Infarto
ou gases? Saiba diferenciar os sintomas
A dor
no peito é um dos sintomas que mais causam preocupação, e com razão. Ela é um
dos sinais de alerta pata o infarto, mas também pode ser simplesmente acúmulo
de gases. Daí a importância de saber identificar quando o desconforto requer
uma atenção a mais.
A dor
causada por gases costuma surgir após as refeições, principalmente quando há
consumo de alimentos gordurosos, frituras ou bebidas gaseificadas. Também pode
aparecer em momentos de ansiedade ou tensão, quando o corpo tende a reter mais
ar no sistema digestivo.
Esse
tipo de dor geralmente vem acompanhado de uma sensação de inchaço, queimação ou
pressão leve, localizada na parte central ou lateral do abdômen e que pode
irradiar para o peito. Costuma ser passageira e melhora com a eliminação dos
gases, com a movimentação do corpo, mudanças de posição ou o uso de
medicamentos simples que auxiliam na digestão.
“Ela
melhora quando você anda, quando massageia a região abdominal, quando arrota,
que são as erupções, e daí alivia”, explica Anis Mitri, cardiologista e
presidente da Associação de Hospitais e Serviços de Saúde do Estado de São
Paulo.
Já a
dor de origem cardíaca é diferente e exige atenção imediata. Ela costuma ser
mais forte e persistente, descrita como um aperto, peso ou pressão intensa no
centro do peito. Em muitos casos, irradia para o braço esquerdo, a mandíbula ou
as costas.
Nesse
caso, o desconforto pode vir acompanhado de falta de ar, suor frio, náusea,
tontura ou sensação de desmaio. Ao contrário da dor digestiva, não melhora com
a eliminação dos gases nem com mudanças de posição. Quando dura mais de 20
minutos, pode ser sinal de um infarto em andamento.
“A dor
de origem cardíaca é uma dor que é deflagrada pelos esforços. É uma sensação de
peso, queimação no tórax, principalmente na região do meio ou em cima do peito
à esquerda.
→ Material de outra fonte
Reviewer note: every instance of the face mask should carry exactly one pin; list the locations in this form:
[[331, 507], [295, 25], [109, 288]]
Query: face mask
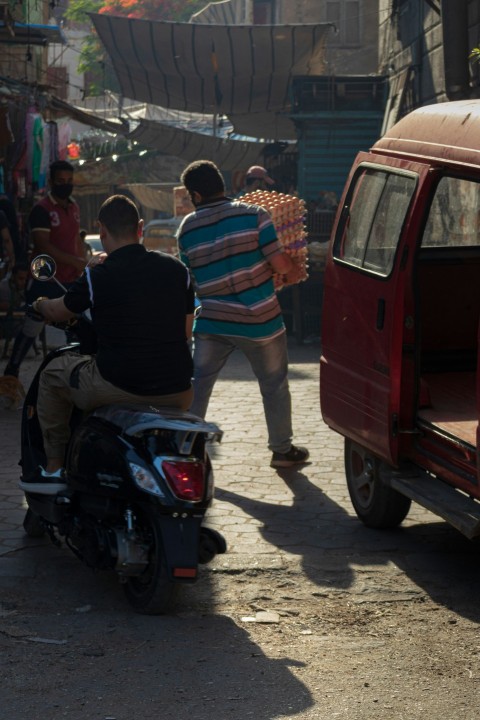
[[62, 191]]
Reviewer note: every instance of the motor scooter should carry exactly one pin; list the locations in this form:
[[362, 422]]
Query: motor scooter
[[138, 483]]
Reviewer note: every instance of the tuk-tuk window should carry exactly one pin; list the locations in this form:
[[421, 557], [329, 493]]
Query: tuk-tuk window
[[454, 217], [374, 214]]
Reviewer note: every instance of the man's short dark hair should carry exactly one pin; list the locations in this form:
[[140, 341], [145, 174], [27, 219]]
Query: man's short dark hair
[[120, 216], [204, 177], [59, 166]]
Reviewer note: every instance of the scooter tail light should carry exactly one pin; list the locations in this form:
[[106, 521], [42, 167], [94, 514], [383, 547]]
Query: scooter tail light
[[185, 478]]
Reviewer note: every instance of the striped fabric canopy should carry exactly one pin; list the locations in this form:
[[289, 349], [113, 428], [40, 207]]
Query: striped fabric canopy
[[204, 68]]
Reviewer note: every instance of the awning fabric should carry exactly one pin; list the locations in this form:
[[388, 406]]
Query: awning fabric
[[211, 68], [88, 118], [16, 33], [226, 12], [228, 154]]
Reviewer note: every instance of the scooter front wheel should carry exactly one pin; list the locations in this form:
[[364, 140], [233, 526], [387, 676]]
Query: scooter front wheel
[[150, 593]]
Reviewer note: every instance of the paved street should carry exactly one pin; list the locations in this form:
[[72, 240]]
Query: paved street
[[363, 625]]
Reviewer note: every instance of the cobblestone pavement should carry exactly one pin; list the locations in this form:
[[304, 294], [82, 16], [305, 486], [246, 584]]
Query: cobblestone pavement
[[268, 516], [364, 625]]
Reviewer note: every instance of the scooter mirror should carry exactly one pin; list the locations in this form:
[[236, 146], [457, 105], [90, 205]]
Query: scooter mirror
[[43, 267]]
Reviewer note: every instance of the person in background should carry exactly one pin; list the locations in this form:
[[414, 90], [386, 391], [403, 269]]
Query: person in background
[[7, 207], [142, 312], [86, 248], [12, 299], [12, 289], [7, 253], [256, 178], [232, 251], [54, 224]]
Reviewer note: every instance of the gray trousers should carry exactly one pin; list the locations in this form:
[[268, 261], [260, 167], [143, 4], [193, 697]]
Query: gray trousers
[[57, 397]]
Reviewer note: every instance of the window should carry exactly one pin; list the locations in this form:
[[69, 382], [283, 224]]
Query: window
[[263, 12], [345, 14], [454, 217], [372, 219]]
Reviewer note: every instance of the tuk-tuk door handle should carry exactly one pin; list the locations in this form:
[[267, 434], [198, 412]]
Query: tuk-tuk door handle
[[380, 314]]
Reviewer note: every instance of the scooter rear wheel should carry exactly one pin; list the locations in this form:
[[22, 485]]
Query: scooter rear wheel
[[33, 525], [150, 593]]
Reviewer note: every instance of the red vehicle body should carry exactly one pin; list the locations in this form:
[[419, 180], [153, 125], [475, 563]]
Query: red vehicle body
[[399, 375]]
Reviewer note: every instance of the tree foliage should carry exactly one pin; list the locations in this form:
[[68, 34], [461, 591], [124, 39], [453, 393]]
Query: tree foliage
[[93, 59]]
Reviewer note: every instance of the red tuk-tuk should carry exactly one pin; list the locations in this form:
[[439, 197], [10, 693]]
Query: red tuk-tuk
[[399, 374]]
Pode estar na região ali na boca do estômago, na região epigástrica
também, mas ela é deflagrada pelos esforços e melhora com repouso”, acrescenta
Fernanda Bento de Oliveira Viana, cardiologista do Grupo Kora Saúde.
Ainda
segundo os cardiologistas ouvidos pela reportagem da CNN, nem sempre a dor no
peito de origem cardíaca vai ser intensa e súbita. Desconfortos leves também
podem indicar um problema cardíaco.
“Às
vezes é só uma sensação de aperto ou um desconforto leve. Vale muito observar
se é deflagrado por esforços, por uma pequena caminhada ou por subir uma
escada. Isso acende muito um alerta para ser de origem cardíaca. Às vezes ela é
mais insidiosa, mais leve, mas a gente tem que prestar atenção nesse tipo de
dor”, acrescenta Viana.
Por
isso, diante de uma dor no peito, o recomendado é nunca ignorar os sintomas. Na
dúvida sobre a origem do desconforto, a orientação é procurar atendimento
médico o quanto antes, principalmente se a dor for intensa, persistente ou vier
acompanhada de outros sintomas.
“Só na
consulta, na forma como a gente faz a entrevista com o paciente, a gente já
consegue desconfiar se a dor no peito é cardíaca ou não. E se a gente
desconfiar que realmente pode ser um problema no coração, a gente vai partir
para os exames básicos até os mais complexos. E, se for uma dor no peito não
cardíaca, vamos investigar a origem. Os exames mais usados nesse caso são a
endoscopia gástrica, a ultrassonografia, a tomografia de abdômen e a tomografia
de abdômen-pelve”, detalha Mitri.
• Coração acelerado é ansiedade ou
problema no coração? Saiba diferenciar
Sentir
o coração acelerar de repente assusta. Às vezes, acontece antes de uma reunião
importante, durante um susto ou até sem motivo aparente. Em segundos, surge a
pergunta: será que é ansiedade ou algo no coração?
Diferenciar
uma palpitação emocional de uma arritmia cardíaca nem sempre é simples, mas
entender o corpo ajuda a lidar melhor com o sintoma e saber quando buscar ajuda
médica.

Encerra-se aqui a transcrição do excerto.